What are some features to look for in hardware IPsec clients?

The same management issues that exist in software exist in hardware. Additional features to look for include QoS support, full-featured firewall, limited IDS functionality, and some ability to audit the security of the local site. This final feature could take the form of rogue device detection or some kind of host security audit or scanning.

Are there any physical security issues associated with hardware VPN devices in general?

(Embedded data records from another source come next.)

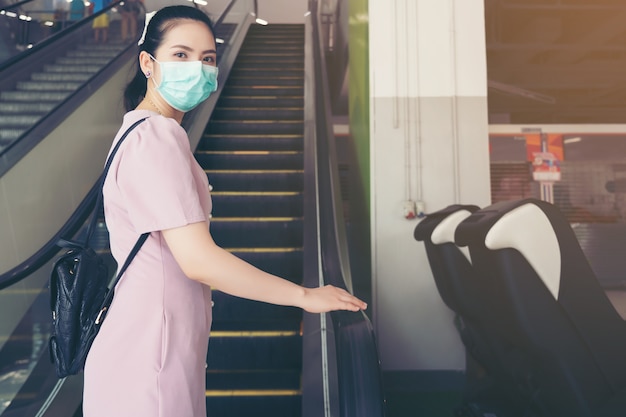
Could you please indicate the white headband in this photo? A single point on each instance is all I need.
(149, 16)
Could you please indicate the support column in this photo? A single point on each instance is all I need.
(428, 144)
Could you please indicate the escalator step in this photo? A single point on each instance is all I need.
(236, 232)
(251, 180)
(266, 72)
(252, 142)
(284, 262)
(263, 379)
(260, 101)
(59, 76)
(275, 59)
(47, 86)
(90, 69)
(19, 120)
(264, 90)
(255, 403)
(267, 350)
(271, 127)
(250, 160)
(258, 113)
(81, 60)
(255, 79)
(262, 204)
(25, 107)
(100, 47)
(235, 309)
(81, 53)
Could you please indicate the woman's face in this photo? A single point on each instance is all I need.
(187, 40)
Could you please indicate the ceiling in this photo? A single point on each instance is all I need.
(556, 61)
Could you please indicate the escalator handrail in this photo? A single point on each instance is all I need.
(359, 375)
(16, 5)
(50, 248)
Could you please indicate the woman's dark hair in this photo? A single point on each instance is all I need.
(158, 26)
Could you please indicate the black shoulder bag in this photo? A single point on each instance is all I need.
(79, 295)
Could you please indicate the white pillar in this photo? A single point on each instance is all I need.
(428, 143)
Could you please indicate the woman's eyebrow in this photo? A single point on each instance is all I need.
(187, 48)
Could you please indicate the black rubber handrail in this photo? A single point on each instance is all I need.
(71, 227)
(359, 374)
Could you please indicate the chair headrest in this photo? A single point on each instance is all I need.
(527, 229)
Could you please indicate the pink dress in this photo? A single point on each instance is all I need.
(149, 358)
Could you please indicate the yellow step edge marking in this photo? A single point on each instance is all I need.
(255, 193)
(259, 121)
(249, 152)
(264, 250)
(264, 97)
(253, 393)
(254, 171)
(230, 108)
(255, 219)
(255, 333)
(16, 291)
(273, 135)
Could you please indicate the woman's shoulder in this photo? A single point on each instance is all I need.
(156, 132)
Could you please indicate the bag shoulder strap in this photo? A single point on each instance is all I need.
(99, 202)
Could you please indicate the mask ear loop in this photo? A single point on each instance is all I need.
(149, 17)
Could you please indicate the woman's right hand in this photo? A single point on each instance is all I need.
(329, 298)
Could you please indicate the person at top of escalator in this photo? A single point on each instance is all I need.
(149, 356)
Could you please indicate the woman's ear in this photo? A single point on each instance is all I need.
(146, 64)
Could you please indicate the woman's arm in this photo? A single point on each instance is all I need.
(202, 260)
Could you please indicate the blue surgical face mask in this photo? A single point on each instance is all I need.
(185, 84)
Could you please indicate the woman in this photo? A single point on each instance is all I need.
(149, 356)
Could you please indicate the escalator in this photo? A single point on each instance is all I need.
(262, 359)
(252, 151)
(30, 100)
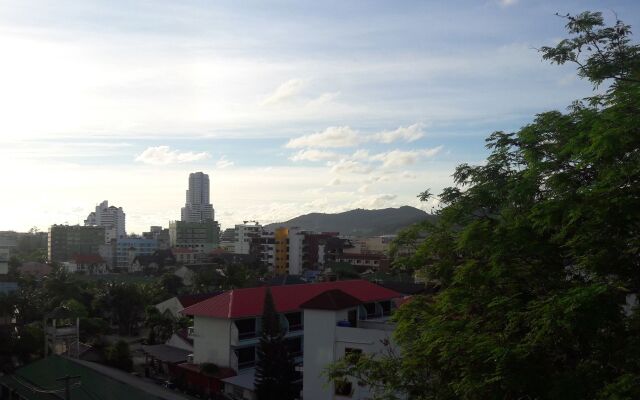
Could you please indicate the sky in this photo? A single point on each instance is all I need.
(291, 107)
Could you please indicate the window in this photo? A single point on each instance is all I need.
(246, 328)
(371, 310)
(386, 307)
(295, 321)
(294, 346)
(352, 316)
(352, 355)
(246, 357)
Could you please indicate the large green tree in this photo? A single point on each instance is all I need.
(536, 252)
(275, 372)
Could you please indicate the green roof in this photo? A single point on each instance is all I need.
(96, 382)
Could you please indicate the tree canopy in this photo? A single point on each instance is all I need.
(536, 253)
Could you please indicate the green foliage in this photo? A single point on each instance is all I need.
(536, 252)
(275, 373)
(118, 356)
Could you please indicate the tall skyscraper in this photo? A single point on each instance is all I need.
(197, 207)
(111, 218)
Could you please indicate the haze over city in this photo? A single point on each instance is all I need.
(290, 108)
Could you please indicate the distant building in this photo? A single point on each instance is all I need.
(35, 269)
(67, 240)
(244, 235)
(199, 236)
(197, 207)
(90, 264)
(127, 248)
(160, 235)
(336, 324)
(226, 328)
(111, 218)
(8, 240)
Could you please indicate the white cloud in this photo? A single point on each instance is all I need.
(399, 158)
(374, 201)
(284, 92)
(334, 136)
(408, 134)
(348, 166)
(163, 155)
(313, 155)
(323, 99)
(223, 163)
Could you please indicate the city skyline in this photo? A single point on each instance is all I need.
(290, 108)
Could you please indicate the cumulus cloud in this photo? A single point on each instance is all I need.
(374, 201)
(284, 92)
(409, 133)
(313, 155)
(334, 136)
(348, 166)
(345, 136)
(163, 155)
(323, 99)
(399, 158)
(223, 163)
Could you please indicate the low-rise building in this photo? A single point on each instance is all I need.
(128, 248)
(337, 324)
(227, 327)
(67, 240)
(90, 264)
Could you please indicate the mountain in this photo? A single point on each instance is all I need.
(358, 222)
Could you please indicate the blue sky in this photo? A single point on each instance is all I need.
(291, 107)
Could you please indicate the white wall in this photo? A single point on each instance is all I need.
(172, 305)
(325, 343)
(319, 336)
(211, 341)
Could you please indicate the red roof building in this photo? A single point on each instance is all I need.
(243, 303)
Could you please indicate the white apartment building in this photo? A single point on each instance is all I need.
(244, 235)
(337, 324)
(111, 218)
(226, 328)
(197, 207)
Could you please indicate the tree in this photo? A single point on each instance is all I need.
(275, 372)
(537, 253)
(119, 356)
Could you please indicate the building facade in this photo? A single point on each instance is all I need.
(65, 241)
(111, 218)
(198, 207)
(199, 236)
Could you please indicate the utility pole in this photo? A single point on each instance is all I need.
(67, 385)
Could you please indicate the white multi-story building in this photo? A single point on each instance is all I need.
(337, 324)
(226, 328)
(243, 236)
(197, 207)
(111, 218)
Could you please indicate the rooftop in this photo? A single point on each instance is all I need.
(242, 303)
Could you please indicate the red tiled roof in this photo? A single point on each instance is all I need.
(240, 303)
(191, 299)
(88, 259)
(334, 299)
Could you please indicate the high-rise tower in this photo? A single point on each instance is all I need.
(197, 207)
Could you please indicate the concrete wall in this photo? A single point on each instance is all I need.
(211, 339)
(319, 332)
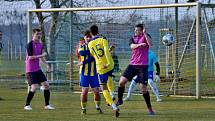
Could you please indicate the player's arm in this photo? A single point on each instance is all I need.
(107, 53)
(157, 65)
(88, 60)
(29, 48)
(83, 52)
(133, 45)
(148, 39)
(43, 60)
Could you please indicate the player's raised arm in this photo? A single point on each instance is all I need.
(107, 53)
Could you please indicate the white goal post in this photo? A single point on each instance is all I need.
(198, 15)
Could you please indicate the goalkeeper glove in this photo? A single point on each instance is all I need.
(157, 78)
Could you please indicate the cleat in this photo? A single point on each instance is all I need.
(28, 107)
(108, 104)
(113, 98)
(117, 112)
(83, 111)
(126, 99)
(159, 100)
(49, 107)
(151, 112)
(119, 102)
(99, 110)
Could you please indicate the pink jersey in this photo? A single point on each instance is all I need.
(33, 48)
(139, 56)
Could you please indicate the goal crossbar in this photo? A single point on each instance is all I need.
(114, 8)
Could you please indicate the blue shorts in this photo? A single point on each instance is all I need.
(35, 77)
(150, 76)
(103, 78)
(86, 81)
(140, 70)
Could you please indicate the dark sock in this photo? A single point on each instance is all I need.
(29, 98)
(147, 100)
(120, 93)
(46, 96)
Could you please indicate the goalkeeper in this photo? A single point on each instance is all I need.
(152, 60)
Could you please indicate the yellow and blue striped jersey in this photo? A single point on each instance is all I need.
(99, 49)
(88, 68)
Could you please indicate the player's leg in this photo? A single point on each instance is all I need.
(46, 91)
(128, 74)
(111, 87)
(103, 78)
(84, 83)
(94, 83)
(153, 86)
(143, 83)
(130, 89)
(32, 81)
(84, 94)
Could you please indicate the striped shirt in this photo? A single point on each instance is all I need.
(33, 48)
(88, 68)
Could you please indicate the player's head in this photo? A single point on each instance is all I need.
(94, 30)
(81, 41)
(37, 34)
(138, 29)
(87, 36)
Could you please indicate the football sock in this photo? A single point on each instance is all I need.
(147, 99)
(47, 96)
(110, 85)
(83, 105)
(120, 93)
(107, 97)
(29, 98)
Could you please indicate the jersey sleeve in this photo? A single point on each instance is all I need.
(106, 51)
(29, 48)
(131, 41)
(155, 59)
(82, 51)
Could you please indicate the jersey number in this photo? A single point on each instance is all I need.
(98, 51)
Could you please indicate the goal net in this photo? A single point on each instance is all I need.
(187, 66)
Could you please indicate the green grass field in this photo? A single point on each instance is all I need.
(68, 108)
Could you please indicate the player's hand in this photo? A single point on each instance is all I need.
(80, 63)
(44, 54)
(142, 44)
(104, 66)
(48, 68)
(157, 78)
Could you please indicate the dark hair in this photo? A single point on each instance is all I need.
(87, 33)
(140, 25)
(94, 30)
(36, 30)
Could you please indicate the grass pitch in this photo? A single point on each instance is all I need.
(67, 106)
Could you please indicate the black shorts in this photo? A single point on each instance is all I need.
(140, 70)
(35, 77)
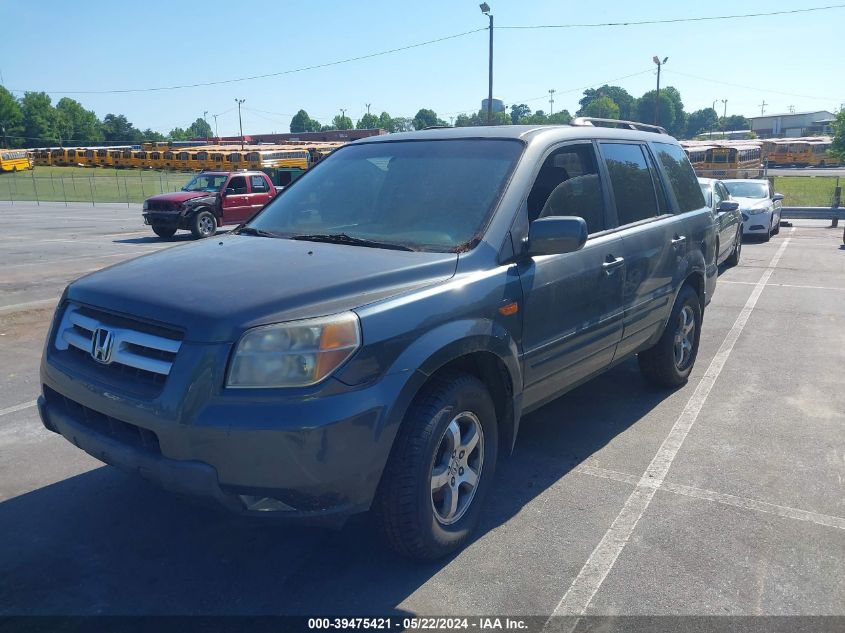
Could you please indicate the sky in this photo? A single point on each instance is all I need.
(68, 48)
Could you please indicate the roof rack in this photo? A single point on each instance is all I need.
(631, 125)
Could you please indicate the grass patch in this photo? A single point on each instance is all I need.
(92, 185)
(806, 191)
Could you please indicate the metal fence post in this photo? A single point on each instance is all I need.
(35, 189)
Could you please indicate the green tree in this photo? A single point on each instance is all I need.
(11, 119)
(838, 127)
(736, 122)
(627, 103)
(519, 112)
(199, 129)
(702, 121)
(301, 122)
(78, 125)
(367, 122)
(342, 123)
(602, 107)
(39, 120)
(117, 130)
(425, 118)
(385, 122)
(645, 111)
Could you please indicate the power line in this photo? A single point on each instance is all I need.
(676, 20)
(266, 75)
(747, 87)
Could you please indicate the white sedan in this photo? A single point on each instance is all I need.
(759, 204)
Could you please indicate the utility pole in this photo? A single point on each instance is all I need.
(240, 121)
(659, 63)
(485, 9)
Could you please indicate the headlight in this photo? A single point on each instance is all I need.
(294, 354)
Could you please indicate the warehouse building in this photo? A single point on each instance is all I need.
(792, 124)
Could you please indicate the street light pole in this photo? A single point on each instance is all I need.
(659, 63)
(485, 9)
(240, 121)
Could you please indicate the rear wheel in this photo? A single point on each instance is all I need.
(203, 224)
(733, 258)
(440, 467)
(164, 231)
(670, 361)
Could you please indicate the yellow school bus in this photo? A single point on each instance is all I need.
(14, 160)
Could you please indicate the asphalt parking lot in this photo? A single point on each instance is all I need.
(724, 497)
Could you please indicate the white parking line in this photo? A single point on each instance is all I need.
(592, 575)
(17, 407)
(721, 497)
(26, 306)
(751, 283)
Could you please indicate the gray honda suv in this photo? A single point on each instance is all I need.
(371, 339)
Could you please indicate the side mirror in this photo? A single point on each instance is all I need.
(555, 235)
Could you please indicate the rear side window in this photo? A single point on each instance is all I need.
(681, 176)
(633, 187)
(258, 184)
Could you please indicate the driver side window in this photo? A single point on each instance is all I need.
(568, 184)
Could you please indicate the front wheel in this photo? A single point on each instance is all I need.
(670, 361)
(440, 467)
(203, 224)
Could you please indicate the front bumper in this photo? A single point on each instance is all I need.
(759, 223)
(317, 457)
(163, 218)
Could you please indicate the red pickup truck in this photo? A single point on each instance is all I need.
(211, 199)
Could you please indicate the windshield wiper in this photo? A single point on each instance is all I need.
(249, 230)
(343, 238)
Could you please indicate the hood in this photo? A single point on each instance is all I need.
(215, 288)
(751, 203)
(180, 196)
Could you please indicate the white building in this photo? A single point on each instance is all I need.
(792, 124)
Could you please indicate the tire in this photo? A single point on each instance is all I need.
(413, 514)
(203, 224)
(670, 361)
(164, 231)
(733, 258)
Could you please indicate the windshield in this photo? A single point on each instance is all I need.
(424, 195)
(205, 182)
(748, 189)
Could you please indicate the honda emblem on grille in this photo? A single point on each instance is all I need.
(101, 345)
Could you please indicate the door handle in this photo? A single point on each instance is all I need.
(612, 263)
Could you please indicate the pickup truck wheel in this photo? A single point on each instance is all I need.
(670, 361)
(203, 224)
(164, 231)
(440, 467)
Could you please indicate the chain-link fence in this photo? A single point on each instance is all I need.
(807, 191)
(91, 186)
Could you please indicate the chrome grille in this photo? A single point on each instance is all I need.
(127, 347)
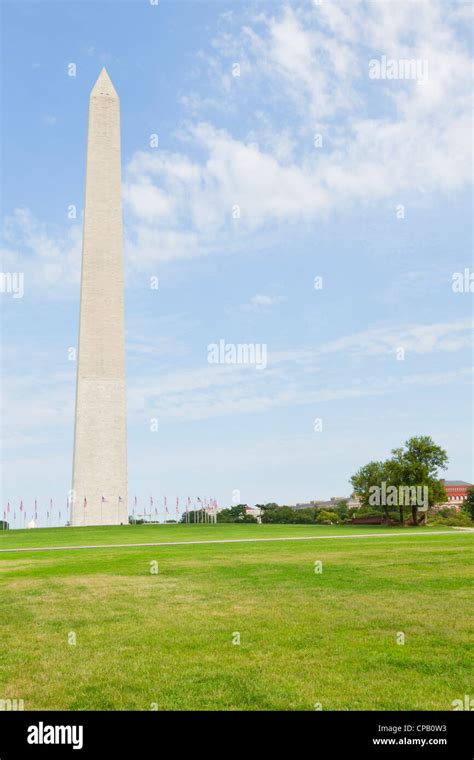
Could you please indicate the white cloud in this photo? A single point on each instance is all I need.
(382, 140)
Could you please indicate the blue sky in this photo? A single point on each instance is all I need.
(330, 210)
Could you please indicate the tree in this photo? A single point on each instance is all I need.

The main concern is that, if a device is stolen or compromised, the keying material might be compromised as well. This could allow an attacker to connect a rogue hardware VPN device while leaving the compromised device functioning as usual. As discussed in the chapter, digital certificates should be used if you do not require authentication to the hardware VPN device prior to connection establishment. In addition, management passwords should be protected using the same mechanism discussed in Chapter 6. This mechanism is not yet available on all devices, but it protects against the recovery of the password if an attacker has local access to the device.

Are all the host security protections recommended in the "Network Design Considerations" section required if you should provide mobile users with only traditional dial-up access direct to your organization?

If you could ensure that your users would never access the Internet through some other means (802.11, Ethernet) and that their portable computers would never be stolen, you might be able to avoid these controls. Unfortunately, users with mobile systems often want to take advantage of WLAN access in airports or hotels, if not to access your organization, merely to browse the Web. As such, you probably need a minimum set of protections such as OS/application hardening, host AV, and file system crypto (for critical systems).

Based on your understanding of this chapter, which teleworker design is most appropriate for your organization?

Do you anticipate the need for some hardware access if you think that the software design is most appropriate?

Look back over the teleworker-tuned threats in Table 15-1. Find at least one place where you disagree with my selections. Would it change anything about the teleworker design you might use?